13 July books

Non-fiction
The Bloody Sunday Report, Volume IV (2010)
A Room of One’s Own, by Virginia Woolf (2013)
The 4-Hour Workweek, by Timothy Ferriss (2016)

Non-genre
The Complete Stories of Zora Neale Hurston (2013)
The Luminaries, by Eleanor Catton (2015)
The Cider House Rules, by John Irving (2023)

SF
The Compleat Enchanter – The Magical Misadventures of Harold Shea, by L Sprague de Camp and Fletcher Pratt (2006)
PEACE, by Gene Wolfe (2008)
The Moon is a Harsh Mistress, by Robert A. Heinlein (2009)
Nexus, by Ramez Naam (2014)
HWJN, by Ibraheem Abbas (2017)
Full Immersion, by Gemma Amor (2023)

Doctor Who
The Glamour Chase, by Gary Russell (2011)

Comics
Weapons of Mass Diplomacy, by Abel Lanzac and Christophe Blain (2018)
Die, Volume 1: Fantasy Heartbreaker, by Kieron Gillen and Stephanie Hans, letters by Clayton Cowles (2020)
LaGuardia, written by Nnedi Okorafor, art by Tana Ford, colours by James Devlin (2020)
Monstress, Volume 4: The Chosen, written by Marjorie Liu, art by Sana Takeda (2020)
Mooncakes, by Wendy Xu and Suzanne Walker, letters by Joamette Gil (2020)
Paper Girls, Vols 1-6, written by Brian K. Vaughan, drawn by Cliff Chiang, colours by Matt Wilson, letters by Jared K. Fletcher (2020)
The Wicked + The Divine, Vols 1-9, by Kieron Gillen and Jamie McKelvie, colours by Matt Wilson, letters by Clayton Cowles (2020)

The best
Virginia Woolf’s A Room of One’s Own is passionate, witty and essential, and I wish I had read it twenty-five years earlier. (Review; get it here)

Honorable mentions
The Cider House Rules is a lot longer, but also very much worth reading for a humane take on abortion, and much else, in mid-twentieth-century rural Maine. (Review; get it here)
The Complete Stories of Zora Neale Hurston includes many jewels by the great writer herself, and also a moving epilogue about finding her grave. (Review; get it here)

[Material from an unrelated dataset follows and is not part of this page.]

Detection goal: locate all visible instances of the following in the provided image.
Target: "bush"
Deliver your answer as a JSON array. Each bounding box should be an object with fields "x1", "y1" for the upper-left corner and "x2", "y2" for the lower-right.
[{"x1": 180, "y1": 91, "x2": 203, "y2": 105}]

The one you haven’t heard of
Arthur Vlaminck is plucked from his almost-completed PhD to become speech-writer for the French Foreign Minister. Grim and well-observed hilarity ensues in Weapons of Mass Diplomacy. (Review; get it here)

My favourite of my own reviews from this day

Reading “The Compleat Enchanter“,
when I came to the fourth section,
(set in Finland’s Kalevala)
somehow I began to wonder:
Can one write LiveJournal entries
in iambic tetrameter?
(Yes, I know that last word’s bogus
and perhaps that gives the answer.)

(Review; get it here)

The one to avoid
Full Immersion, by Gemma Amor, attempts to turn intense personal psychiatric experience into a novel and doesn’t succeed. (Review; get it here.)